I wanted to take Cursor for a spin to see if their AI-assisted development approach lives up to the hype. I develop full apps so infrequently these days that I’d have no chance of building anything in Python without investing dozens of hours in getting back up to speed. New approaches with AI, that promise to smash that barrier, have been tempting me to start developing again. The bottom line, after giving this a try, is that while you couldn’t really go from zero knowledge to web/mobile deployment without having familiarity with things like setting up an IDE, configuring Python, managing libraries, dealing with hosting providers, DNS, deploying web apps, etc., tools like Cursor can reduce the learning curve and complexity of the entire process significantly - and it can tell you how to do many of these things if you know what questions to ask.
My first simple app is a Korean Diary assistant that I built to help me write Korean sentences and break down the grammar and vocabulary in those sentences. Anthropic’s Claude 3.5 Sonnet handles the translation. It’s a fairly simple app and UI (there are some nice scrolling animation effects for the menu at the top, but that’s about it). The user can also export the translation and breakdowns via markdown that is formatted as shown on the screen or via plain text.

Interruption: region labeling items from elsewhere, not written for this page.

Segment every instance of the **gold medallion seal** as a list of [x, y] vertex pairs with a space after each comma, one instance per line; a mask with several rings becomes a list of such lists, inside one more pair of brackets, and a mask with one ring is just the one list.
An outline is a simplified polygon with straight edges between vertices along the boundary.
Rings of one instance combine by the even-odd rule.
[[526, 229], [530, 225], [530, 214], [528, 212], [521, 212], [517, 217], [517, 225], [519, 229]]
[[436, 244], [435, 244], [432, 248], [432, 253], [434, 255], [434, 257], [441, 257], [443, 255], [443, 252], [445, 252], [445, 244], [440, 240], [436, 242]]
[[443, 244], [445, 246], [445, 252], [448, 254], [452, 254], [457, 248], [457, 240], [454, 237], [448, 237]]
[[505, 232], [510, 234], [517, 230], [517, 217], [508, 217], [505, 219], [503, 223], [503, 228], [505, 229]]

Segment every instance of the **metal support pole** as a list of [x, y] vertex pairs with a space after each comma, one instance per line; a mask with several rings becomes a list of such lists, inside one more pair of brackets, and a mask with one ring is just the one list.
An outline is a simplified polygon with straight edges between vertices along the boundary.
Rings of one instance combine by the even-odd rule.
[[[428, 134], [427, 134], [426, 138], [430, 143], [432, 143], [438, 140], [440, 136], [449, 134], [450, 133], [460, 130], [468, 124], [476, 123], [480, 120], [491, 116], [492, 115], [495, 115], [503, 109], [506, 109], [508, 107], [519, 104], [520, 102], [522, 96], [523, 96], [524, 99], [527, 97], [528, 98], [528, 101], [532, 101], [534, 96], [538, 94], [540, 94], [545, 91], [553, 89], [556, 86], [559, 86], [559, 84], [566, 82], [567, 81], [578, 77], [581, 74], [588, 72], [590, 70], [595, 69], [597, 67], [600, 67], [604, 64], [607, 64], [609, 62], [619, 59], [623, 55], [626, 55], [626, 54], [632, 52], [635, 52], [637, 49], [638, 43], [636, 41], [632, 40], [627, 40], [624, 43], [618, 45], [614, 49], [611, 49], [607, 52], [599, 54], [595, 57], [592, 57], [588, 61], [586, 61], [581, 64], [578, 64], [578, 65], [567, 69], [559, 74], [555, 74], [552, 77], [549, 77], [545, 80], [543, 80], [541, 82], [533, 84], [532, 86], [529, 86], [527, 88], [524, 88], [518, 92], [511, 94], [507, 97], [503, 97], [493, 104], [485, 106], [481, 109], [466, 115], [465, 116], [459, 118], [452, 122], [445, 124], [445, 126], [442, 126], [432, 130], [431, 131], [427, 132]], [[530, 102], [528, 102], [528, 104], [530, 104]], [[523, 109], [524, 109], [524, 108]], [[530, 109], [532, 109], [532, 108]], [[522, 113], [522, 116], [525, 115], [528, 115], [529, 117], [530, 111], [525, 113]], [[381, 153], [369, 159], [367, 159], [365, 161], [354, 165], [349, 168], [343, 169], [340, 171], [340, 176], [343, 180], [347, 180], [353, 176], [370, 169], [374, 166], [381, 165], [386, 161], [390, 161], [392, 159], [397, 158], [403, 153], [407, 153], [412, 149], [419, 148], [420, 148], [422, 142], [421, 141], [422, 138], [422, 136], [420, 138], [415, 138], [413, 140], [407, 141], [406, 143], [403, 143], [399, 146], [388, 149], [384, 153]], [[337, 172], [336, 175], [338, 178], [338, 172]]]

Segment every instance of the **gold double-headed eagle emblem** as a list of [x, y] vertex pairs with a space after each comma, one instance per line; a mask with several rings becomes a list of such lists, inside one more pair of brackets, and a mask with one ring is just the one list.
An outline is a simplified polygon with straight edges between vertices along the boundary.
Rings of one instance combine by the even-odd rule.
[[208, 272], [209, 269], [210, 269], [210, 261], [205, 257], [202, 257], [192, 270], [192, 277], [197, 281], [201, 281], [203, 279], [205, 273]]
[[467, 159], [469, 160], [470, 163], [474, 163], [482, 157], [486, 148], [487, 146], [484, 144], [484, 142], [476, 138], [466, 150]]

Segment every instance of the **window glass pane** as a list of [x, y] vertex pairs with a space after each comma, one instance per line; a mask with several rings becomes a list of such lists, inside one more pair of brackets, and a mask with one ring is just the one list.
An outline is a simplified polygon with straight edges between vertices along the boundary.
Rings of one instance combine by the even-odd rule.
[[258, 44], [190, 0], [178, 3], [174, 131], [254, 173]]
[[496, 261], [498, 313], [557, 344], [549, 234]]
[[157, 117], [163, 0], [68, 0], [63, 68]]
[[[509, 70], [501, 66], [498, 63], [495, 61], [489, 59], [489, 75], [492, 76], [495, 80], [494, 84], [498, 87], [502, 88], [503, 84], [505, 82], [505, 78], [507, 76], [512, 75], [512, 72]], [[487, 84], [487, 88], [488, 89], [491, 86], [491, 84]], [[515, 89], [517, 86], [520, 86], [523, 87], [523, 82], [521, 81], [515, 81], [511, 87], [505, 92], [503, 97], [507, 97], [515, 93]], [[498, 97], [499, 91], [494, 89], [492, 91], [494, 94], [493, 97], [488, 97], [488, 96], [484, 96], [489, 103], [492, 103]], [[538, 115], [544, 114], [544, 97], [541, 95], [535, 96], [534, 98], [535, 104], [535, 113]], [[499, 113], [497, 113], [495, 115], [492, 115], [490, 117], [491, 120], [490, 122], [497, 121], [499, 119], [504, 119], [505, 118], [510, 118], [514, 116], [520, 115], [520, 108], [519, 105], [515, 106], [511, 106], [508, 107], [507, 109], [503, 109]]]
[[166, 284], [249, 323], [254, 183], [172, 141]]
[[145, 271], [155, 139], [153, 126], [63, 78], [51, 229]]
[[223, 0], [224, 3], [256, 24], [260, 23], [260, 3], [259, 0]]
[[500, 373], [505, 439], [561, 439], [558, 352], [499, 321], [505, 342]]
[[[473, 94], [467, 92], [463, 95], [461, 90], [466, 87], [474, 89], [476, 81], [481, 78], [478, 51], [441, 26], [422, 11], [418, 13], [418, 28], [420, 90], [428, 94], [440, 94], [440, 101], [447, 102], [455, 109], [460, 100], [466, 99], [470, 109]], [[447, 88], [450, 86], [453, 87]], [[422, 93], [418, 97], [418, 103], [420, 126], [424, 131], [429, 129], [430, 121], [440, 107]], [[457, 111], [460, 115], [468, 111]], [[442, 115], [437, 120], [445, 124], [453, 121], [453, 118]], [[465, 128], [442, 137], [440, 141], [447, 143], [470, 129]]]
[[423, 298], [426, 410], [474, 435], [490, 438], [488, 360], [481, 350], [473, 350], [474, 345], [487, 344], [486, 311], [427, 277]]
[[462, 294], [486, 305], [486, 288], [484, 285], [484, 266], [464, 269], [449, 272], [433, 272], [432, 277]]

A few observations from the experience:
- I didn’t read or manually edit any of the Python, HTML, or CSS during development. I simply (by design) engaged in conversation with the model in a constant cycle of build, test, debug, build, test, etc.

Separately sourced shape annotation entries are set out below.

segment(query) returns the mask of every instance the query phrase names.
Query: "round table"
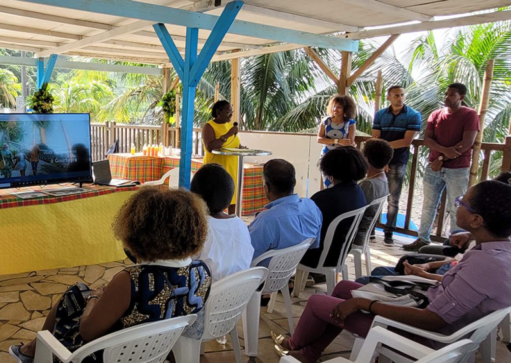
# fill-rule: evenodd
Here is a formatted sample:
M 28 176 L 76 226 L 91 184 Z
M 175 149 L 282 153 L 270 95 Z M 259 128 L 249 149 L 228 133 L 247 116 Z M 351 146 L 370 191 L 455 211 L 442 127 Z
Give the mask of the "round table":
M 271 155 L 271 151 L 264 150 L 254 150 L 249 149 L 246 151 L 243 149 L 234 150 L 225 149 L 217 149 L 211 151 L 212 153 L 218 155 L 227 155 L 231 157 L 238 157 L 238 187 L 236 189 L 236 215 L 241 217 L 241 196 L 243 189 L 243 158 L 245 157 L 259 157 Z

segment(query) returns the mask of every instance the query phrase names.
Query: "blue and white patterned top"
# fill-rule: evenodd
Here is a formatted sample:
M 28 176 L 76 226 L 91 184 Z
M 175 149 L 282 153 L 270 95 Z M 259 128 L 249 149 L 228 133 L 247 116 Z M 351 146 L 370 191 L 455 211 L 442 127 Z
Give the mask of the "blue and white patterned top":
M 327 116 L 323 119 L 321 123 L 324 125 L 324 137 L 327 139 L 347 139 L 350 132 L 350 126 L 355 123 L 352 118 L 344 119 L 344 122 L 336 123 L 332 121 L 332 117 Z M 321 150 L 321 156 L 340 146 L 340 145 L 325 145 Z
M 316 240 L 310 248 L 319 246 L 323 217 L 316 204 L 308 198 L 292 194 L 280 198 L 264 206 L 248 226 L 253 260 L 269 249 L 281 249 L 297 245 L 306 239 Z M 268 260 L 260 266 L 267 266 Z

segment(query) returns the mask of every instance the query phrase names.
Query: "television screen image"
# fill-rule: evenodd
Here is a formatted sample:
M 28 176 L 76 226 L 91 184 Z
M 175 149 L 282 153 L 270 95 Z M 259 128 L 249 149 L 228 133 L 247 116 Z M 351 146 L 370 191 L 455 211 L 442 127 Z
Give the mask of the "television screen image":
M 92 180 L 88 114 L 0 114 L 0 188 Z

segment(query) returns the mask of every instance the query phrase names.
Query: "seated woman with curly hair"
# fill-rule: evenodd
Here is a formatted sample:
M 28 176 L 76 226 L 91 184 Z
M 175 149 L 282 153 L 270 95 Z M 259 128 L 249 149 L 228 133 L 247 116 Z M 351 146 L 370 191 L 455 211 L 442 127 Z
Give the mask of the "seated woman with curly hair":
M 91 292 L 71 286 L 50 310 L 42 330 L 71 351 L 106 334 L 143 323 L 198 313 L 211 283 L 210 271 L 191 256 L 202 248 L 207 208 L 184 190 L 146 187 L 121 207 L 112 227 L 138 265 L 127 267 Z M 13 345 L 9 353 L 32 362 L 36 340 Z M 103 361 L 102 352 L 84 362 Z

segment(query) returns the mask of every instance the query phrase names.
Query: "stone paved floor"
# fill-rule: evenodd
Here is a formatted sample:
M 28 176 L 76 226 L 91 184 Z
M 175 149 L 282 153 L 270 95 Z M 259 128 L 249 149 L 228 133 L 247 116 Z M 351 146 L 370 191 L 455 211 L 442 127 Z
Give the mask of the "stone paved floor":
M 395 265 L 403 254 L 399 247 L 402 243 L 398 242 L 398 245 L 393 247 L 384 246 L 381 241 L 371 243 L 373 267 Z M 349 257 L 349 260 L 350 278 L 353 279 L 355 276 L 353 261 Z M 57 301 L 68 285 L 80 281 L 95 289 L 110 281 L 128 263 L 130 263 L 127 260 L 88 266 L 0 276 L 0 363 L 15 362 L 7 352 L 9 347 L 20 342 L 27 343 L 35 338 L 36 332 L 42 326 L 50 307 Z M 325 285 L 318 285 L 307 288 L 300 298 L 292 299 L 295 325 L 309 297 L 316 293 L 326 292 Z M 258 363 L 276 363 L 278 359 L 273 352 L 270 331 L 287 333 L 287 320 L 282 296 L 279 295 L 277 298 L 271 314 L 268 314 L 264 308 L 262 309 L 260 322 L 259 356 L 255 359 L 247 359 L 249 361 Z M 243 333 L 241 323 L 238 326 L 238 333 L 243 349 Z M 321 360 L 337 356 L 349 357 L 353 342 L 353 338 L 350 334 L 341 333 L 328 347 Z M 201 357 L 201 362 L 230 361 L 234 361 L 234 356 L 230 338 L 225 346 L 220 345 L 215 341 L 206 344 L 205 354 Z M 500 342 L 497 344 L 496 361 L 511 361 L 511 354 Z

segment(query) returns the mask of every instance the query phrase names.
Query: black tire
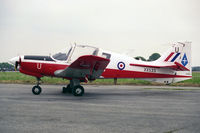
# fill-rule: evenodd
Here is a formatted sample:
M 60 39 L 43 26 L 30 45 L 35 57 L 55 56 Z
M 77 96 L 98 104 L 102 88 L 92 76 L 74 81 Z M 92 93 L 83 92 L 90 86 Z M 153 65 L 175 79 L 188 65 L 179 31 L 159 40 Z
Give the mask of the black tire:
M 68 84 L 67 87 L 63 87 L 62 92 L 63 93 L 72 93 L 72 88 L 70 87 L 70 84 Z
M 72 93 L 74 96 L 82 96 L 84 94 L 84 88 L 81 85 L 75 86 L 72 89 Z
M 33 86 L 33 88 L 32 88 L 32 92 L 33 92 L 33 94 L 35 94 L 35 95 L 40 95 L 40 93 L 42 92 L 42 88 L 40 87 L 40 86 Z

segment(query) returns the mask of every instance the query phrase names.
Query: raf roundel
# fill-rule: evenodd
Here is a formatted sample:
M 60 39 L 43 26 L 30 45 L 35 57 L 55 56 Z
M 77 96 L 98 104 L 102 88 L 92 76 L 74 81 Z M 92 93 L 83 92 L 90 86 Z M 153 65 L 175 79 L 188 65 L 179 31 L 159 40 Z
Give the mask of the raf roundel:
M 119 62 L 117 64 L 117 67 L 118 67 L 119 70 L 123 70 L 125 68 L 125 63 L 124 62 Z

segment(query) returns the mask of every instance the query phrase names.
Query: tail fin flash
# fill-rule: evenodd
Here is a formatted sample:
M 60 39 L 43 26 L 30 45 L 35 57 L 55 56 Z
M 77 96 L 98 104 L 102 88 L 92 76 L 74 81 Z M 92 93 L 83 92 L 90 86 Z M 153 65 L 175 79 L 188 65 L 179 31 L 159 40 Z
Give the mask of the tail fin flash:
M 171 62 L 183 70 L 191 71 L 191 42 L 177 42 L 163 54 L 159 61 Z

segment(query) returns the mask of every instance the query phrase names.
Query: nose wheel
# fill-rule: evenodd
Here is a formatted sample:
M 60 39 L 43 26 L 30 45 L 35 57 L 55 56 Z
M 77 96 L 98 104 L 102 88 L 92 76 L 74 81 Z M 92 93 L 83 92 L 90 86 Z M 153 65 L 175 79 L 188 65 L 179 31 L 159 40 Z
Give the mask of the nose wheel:
M 84 94 L 84 88 L 81 85 L 77 85 L 72 89 L 72 94 L 74 96 L 82 96 Z
M 42 92 L 42 88 L 40 86 L 38 86 L 38 85 L 33 86 L 32 92 L 35 95 L 40 95 L 40 93 Z
M 32 88 L 32 93 L 35 95 L 40 95 L 40 93 L 42 92 L 42 88 L 39 86 L 40 81 L 40 78 L 37 78 L 37 85 L 33 86 Z

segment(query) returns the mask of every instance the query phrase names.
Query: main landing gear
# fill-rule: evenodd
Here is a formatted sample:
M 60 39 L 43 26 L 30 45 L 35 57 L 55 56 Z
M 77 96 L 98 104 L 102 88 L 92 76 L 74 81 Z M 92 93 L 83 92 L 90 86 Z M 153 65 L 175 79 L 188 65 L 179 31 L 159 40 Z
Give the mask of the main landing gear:
M 40 78 L 37 78 L 37 85 L 33 86 L 32 88 L 32 92 L 35 95 L 40 95 L 40 93 L 42 92 L 42 88 L 39 86 L 40 85 Z
M 33 86 L 32 92 L 35 95 L 39 95 L 42 92 L 42 88 L 40 87 L 40 78 L 37 78 L 37 84 Z M 79 79 L 70 80 L 70 84 L 67 87 L 63 87 L 63 93 L 72 93 L 74 96 L 82 96 L 84 94 L 84 88 L 80 85 Z
M 72 93 L 74 96 L 82 96 L 84 88 L 80 85 L 80 80 L 72 79 L 67 87 L 63 87 L 63 93 Z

- A functional prototype with a basic system prompt can be up and running in minutes. Most of the few hours spent on this were in trying to get the model to understand my intent for the UI.
- I deployed this on Python Anywhere. Deploying a web app there requires a fair amount of its own configuration, but Claude 3.5 Sonnet (which is also the model I used in Cursor itself) completely understood that context and could provide assistance there as well.

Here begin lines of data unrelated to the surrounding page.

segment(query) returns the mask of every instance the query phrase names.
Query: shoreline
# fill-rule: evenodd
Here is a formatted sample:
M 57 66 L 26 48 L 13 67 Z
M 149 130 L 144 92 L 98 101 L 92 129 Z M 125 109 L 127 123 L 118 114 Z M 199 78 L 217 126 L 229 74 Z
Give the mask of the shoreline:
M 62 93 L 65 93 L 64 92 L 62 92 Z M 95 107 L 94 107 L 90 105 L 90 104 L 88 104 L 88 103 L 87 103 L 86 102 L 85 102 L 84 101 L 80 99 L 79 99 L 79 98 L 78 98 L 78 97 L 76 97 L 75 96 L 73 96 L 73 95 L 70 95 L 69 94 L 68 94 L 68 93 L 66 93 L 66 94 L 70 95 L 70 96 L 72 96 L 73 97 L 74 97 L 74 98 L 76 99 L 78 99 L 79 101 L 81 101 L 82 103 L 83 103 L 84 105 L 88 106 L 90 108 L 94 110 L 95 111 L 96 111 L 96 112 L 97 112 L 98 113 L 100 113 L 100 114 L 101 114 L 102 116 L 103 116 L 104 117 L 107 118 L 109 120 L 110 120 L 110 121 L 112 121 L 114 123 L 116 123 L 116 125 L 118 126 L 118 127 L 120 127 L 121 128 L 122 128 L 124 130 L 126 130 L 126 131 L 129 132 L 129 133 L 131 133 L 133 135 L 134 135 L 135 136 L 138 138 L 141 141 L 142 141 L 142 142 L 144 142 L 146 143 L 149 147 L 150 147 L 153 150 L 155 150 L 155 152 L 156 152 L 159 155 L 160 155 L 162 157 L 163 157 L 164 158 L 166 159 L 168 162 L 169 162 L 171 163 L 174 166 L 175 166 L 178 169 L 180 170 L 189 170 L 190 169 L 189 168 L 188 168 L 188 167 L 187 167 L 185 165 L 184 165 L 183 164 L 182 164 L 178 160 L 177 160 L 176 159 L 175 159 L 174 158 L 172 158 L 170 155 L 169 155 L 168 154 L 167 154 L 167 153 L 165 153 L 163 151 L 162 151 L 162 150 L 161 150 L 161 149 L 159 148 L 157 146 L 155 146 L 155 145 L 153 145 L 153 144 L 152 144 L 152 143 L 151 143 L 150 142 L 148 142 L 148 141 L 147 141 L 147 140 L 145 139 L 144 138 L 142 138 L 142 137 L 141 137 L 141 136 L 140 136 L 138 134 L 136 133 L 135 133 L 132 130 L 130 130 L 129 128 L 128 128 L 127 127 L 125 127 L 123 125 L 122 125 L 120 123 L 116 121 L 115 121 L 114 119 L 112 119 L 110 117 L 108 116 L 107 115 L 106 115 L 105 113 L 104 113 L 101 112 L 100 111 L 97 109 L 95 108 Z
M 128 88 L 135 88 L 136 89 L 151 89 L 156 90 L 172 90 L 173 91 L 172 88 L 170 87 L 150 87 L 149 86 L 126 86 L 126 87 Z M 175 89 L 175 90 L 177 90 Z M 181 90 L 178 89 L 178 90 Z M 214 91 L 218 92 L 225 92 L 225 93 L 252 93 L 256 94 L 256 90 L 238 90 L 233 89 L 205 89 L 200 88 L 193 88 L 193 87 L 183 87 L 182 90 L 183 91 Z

- The collaborative experience with the AI made the whole process feel like working with a developer who instantly translated your requirements into testable code. It didn’t always work on the first try; in fact, it often didn’t, but through precise feedback, it eventually got there.
- Understanding software development and having a lot of legacy knowledge (like working via command line) is still pretty important - and the process can break down pretty quickly as the complexity of the codebase increases. However, these are early days, and it’s clear that the software development process faces fundamental changes.
Unfortunately I can’t make this public due to the cost of the Anthropic API.